This technique assumes organisms have genes in common, however, or that these "homologous" genes can be identified. When comparing distantly related species - such as bacteria that live in vastly different environments - this gene-centric method may not work, Kim said.
"What do you do when one gene tells you the organisms are closely related, and another gene tells you they're distantly related?" he asked. "It happens."
Kim, who in the past focused on creating three-dimensional demographic maps of all known protein structures, wanted a technique that could be used to compare genomes of all sizes, and even genomes only partially sequenced. He also wanted a method that would compare all regions of the genome, not just the exons - that is, the DNA transcribed into mRNA, the blueprint for proteins. Exons make up only 1 percent of the human genome, with the remainder being non-coding "introns," regulatory DNA, duplicate or redundant DNA and transposons - genes that have jumped from other places in the genome.
Kim thought that traditional text comparison - used, for example, to assess the authorship of a work of literature or to identify plagiarized text - might provide a model for whole genome comparison and a way to test comparison methods. But while text comparison involves looking at word frequency; genomes cannot be broken down into words.
"I can compare two books in two different ways. I can pick a few sentences, say a hundred that I subjectively decided are important, and compare them, but some are very similar and some very different in the two books," he explained. "So, how can I decide? I need a second method to compare some features representing one whole book to those of the other whole book."
A different vocabulary
Teaming up with biophysicist Gregory E. Sims, statistical mathematician Se-Ran Jun and theoretical physicist Guohong A. Wu, Kim decided to try a simple variant of the word frequency technique. They eliminated all punctuation and spaces from a text, created a dictionary of all the two-letter, three-letter, and other word combinations in the books, and counted the variety of each fixed-length "word" or feature. The features were not consecutive letter combinations, but overlapping sequences obtained by sliding a two-, three- or more-letter window along the text, advancing one letter at a time.
In a test of free online books obtained through Project Gutenberg, they found that this method, which they called the feature frequency profile (FFP) method, was more successful at identifying related books - books by the same author, books of the same genre, books from the same historical era - than word frequency profile analysis. In fact, a good tree can be constructed by looking at a single "optimal" feature length, such as nine letters, where the "vocabulary" is very large, instead of looking at all possible lengths.

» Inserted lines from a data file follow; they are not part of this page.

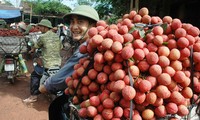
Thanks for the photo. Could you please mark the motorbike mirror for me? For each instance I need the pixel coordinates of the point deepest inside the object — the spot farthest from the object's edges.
(30, 43)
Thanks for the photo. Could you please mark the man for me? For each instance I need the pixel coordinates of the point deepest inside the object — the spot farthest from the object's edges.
(81, 19)
(50, 45)
(2, 23)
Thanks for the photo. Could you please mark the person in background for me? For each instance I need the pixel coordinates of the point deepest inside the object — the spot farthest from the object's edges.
(81, 19)
(2, 23)
(21, 26)
(50, 46)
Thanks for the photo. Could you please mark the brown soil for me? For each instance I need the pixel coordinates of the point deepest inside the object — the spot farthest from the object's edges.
(11, 96)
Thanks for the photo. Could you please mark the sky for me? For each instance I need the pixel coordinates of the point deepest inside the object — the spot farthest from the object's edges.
(70, 3)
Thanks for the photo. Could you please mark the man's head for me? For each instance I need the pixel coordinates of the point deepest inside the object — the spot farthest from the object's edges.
(21, 26)
(45, 25)
(81, 19)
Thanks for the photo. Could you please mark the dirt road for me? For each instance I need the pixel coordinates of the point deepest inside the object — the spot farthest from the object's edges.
(11, 96)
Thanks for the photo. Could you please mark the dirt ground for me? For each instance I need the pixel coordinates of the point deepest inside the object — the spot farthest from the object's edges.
(11, 96)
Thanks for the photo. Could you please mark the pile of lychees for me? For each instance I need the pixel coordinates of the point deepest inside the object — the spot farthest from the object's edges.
(162, 56)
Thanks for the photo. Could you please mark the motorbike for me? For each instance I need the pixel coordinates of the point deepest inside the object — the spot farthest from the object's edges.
(12, 62)
(40, 70)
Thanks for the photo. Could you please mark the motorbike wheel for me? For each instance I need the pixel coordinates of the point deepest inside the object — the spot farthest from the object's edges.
(11, 77)
(12, 81)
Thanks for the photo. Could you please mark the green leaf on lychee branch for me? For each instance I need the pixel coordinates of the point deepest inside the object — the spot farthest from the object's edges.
(142, 33)
(132, 29)
(165, 43)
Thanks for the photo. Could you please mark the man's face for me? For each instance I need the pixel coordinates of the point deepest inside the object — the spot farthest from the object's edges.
(78, 27)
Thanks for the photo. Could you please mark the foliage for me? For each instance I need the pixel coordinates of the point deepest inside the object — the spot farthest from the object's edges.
(50, 7)
(86, 2)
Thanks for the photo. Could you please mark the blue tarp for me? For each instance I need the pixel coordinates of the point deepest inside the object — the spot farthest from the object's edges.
(6, 14)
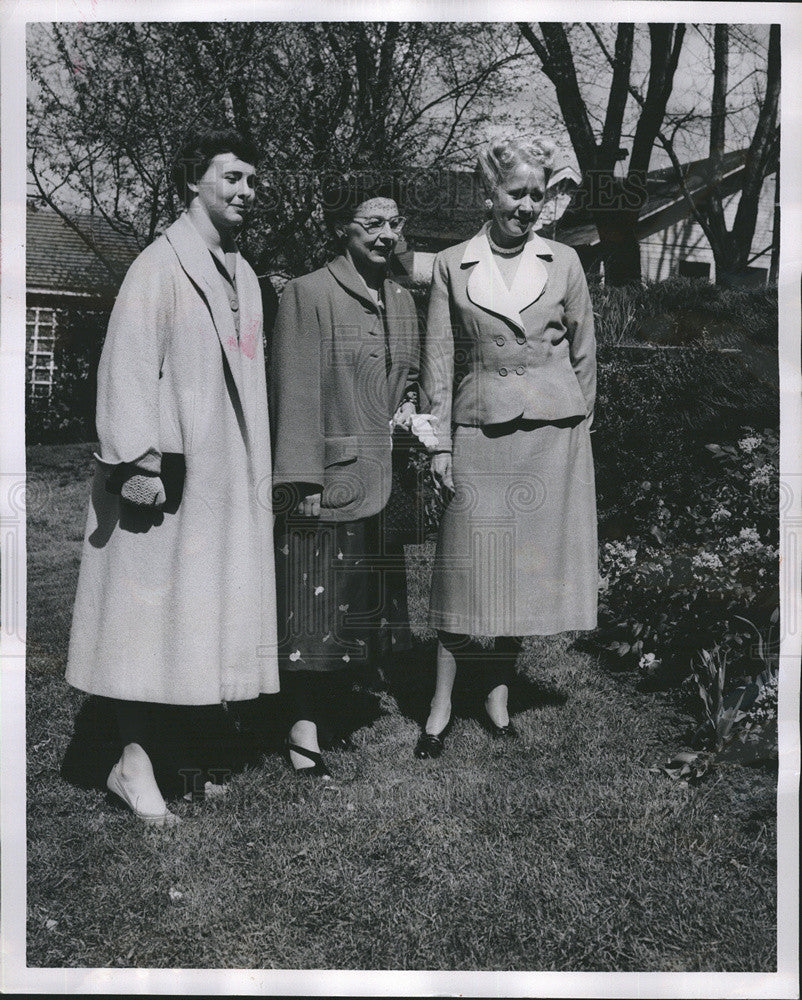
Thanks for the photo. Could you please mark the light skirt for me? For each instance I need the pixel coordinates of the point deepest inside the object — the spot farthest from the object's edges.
(517, 550)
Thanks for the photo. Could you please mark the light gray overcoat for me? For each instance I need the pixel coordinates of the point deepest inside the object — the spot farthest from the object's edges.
(178, 607)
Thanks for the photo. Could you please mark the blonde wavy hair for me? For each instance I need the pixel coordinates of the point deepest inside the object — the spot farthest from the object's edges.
(501, 156)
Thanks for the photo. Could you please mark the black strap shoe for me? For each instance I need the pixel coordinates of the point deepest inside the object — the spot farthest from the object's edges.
(318, 769)
(431, 745)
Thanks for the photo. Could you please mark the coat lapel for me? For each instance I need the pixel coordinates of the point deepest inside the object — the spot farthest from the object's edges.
(486, 287)
(195, 259)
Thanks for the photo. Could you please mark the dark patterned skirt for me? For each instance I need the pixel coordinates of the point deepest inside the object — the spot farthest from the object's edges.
(341, 593)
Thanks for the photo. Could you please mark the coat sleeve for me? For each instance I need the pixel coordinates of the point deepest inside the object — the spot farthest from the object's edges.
(295, 390)
(581, 332)
(437, 364)
(412, 384)
(127, 413)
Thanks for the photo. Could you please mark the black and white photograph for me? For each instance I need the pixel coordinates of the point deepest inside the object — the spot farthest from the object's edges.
(401, 498)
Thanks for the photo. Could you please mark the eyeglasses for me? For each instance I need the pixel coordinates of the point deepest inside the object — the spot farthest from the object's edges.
(376, 225)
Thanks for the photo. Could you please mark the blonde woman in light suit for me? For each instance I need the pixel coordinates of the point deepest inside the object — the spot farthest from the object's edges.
(517, 550)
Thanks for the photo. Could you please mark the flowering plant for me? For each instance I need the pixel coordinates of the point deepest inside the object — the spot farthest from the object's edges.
(701, 549)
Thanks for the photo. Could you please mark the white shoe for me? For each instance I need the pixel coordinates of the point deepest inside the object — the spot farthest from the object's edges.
(117, 786)
(211, 790)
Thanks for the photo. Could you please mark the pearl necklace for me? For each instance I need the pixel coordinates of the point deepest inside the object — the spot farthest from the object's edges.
(505, 251)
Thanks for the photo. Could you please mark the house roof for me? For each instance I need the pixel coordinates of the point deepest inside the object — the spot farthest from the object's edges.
(60, 261)
(445, 207)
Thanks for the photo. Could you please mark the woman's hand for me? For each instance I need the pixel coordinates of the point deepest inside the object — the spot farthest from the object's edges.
(310, 505)
(441, 470)
(403, 416)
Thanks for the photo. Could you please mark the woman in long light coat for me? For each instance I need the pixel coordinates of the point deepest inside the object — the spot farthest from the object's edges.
(516, 552)
(176, 592)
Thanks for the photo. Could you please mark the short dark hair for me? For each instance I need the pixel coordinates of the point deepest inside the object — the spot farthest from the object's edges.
(199, 148)
(343, 193)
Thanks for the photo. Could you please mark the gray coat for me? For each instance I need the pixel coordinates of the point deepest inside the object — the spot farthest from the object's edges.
(331, 398)
(528, 351)
(178, 606)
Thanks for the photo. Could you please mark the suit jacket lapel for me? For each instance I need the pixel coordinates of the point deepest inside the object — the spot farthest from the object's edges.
(402, 338)
(486, 287)
(195, 258)
(347, 275)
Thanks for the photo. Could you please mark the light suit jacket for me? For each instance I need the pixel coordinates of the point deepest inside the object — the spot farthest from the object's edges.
(331, 398)
(528, 351)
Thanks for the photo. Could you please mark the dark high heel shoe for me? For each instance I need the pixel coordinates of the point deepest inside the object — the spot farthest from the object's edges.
(508, 732)
(332, 740)
(318, 769)
(431, 745)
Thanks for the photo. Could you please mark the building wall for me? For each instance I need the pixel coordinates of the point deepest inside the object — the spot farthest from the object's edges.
(683, 248)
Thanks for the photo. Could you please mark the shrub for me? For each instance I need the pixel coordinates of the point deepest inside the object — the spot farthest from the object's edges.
(699, 554)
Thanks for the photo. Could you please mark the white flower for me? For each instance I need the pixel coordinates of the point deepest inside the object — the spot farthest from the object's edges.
(748, 444)
(706, 561)
(761, 476)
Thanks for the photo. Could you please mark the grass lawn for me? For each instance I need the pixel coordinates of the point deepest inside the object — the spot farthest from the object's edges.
(559, 852)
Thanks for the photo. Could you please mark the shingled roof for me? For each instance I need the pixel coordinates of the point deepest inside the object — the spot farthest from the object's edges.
(447, 206)
(59, 260)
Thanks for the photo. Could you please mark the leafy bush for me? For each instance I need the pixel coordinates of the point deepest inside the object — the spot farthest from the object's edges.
(654, 410)
(700, 553)
(685, 311)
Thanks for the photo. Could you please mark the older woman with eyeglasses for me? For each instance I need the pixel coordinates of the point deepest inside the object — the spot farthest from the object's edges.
(343, 371)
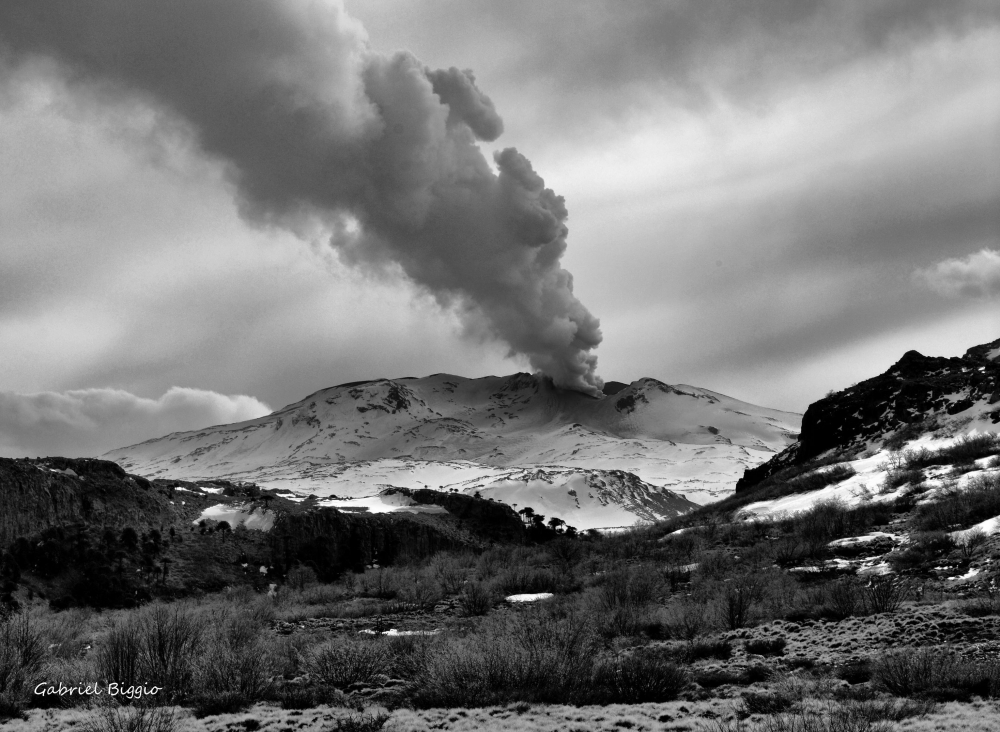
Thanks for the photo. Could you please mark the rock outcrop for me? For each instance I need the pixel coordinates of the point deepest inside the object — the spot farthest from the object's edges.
(917, 393)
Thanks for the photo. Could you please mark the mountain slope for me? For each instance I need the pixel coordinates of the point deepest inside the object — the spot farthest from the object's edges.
(489, 435)
(919, 396)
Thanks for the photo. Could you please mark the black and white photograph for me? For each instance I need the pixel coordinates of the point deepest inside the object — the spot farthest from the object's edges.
(486, 365)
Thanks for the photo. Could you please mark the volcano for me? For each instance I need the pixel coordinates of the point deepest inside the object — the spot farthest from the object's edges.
(649, 450)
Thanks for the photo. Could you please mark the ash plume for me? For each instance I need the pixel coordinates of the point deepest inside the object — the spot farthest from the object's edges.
(315, 127)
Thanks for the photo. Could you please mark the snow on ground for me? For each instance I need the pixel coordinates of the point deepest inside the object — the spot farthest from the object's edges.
(441, 430)
(870, 474)
(968, 575)
(866, 539)
(529, 597)
(392, 632)
(989, 526)
(245, 514)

"I was just stunned when I saw this," Kim said. One of the reasons this method works better, he said, may be that, while word frequency analysis treats each word independently, feature frequency analysis picks up syntax.
"Here, if I take a 9-letter window and slide it along the text," he said, "I am actually picking up the relationship between the first and second words - the local syntax - which was impossible to pick up from the word frequency method. Apparently, that is very important."
Mammalian and bacterial genomes
Buoyed by this success, the researchers applied the technique to whole genomes of mammals, where there is the least controversy in evolutionary relationship. "We treat the genome like a book without spaces," Kim said.
Since these genomes are very large, the researchers translated the genome sequences using a reduced, two-letter alphabet - R for the purine nucleic acids, adenine and guanine, and Y for the pyrimidine nucleic acids, thymine and cytosine - to reduce the complexity of calculation. Using an optimal feature length of 18 base pairs, this test created a family tree identical to the phylogenetic trees constructed by scientists using genetic, morphological, anatomical, fossil and behavioral information. This was surprising, especially since the overwhelming majority of the mammalian genomes do not code for genes, Kim said.
Next, they tried the FFP method on 518 genomes, the bulk of them bacteria and Archaea, but also six eukaryotes of varying complexity and two random sequences. The eurkaryotic genomes used were as much as 1,000 times longer than the bacterial and Archaeal genomes. Because most of the bacterial and Archaeal genomes code for genes, as opposed to very little of the genomes of higher eukaryotes, the researchers used a different alphabet and vocabulary for the FFP method: short strings of amino acids, the building blocks of proteins, with a 20-word alphabet representing the 20 possible amino acids.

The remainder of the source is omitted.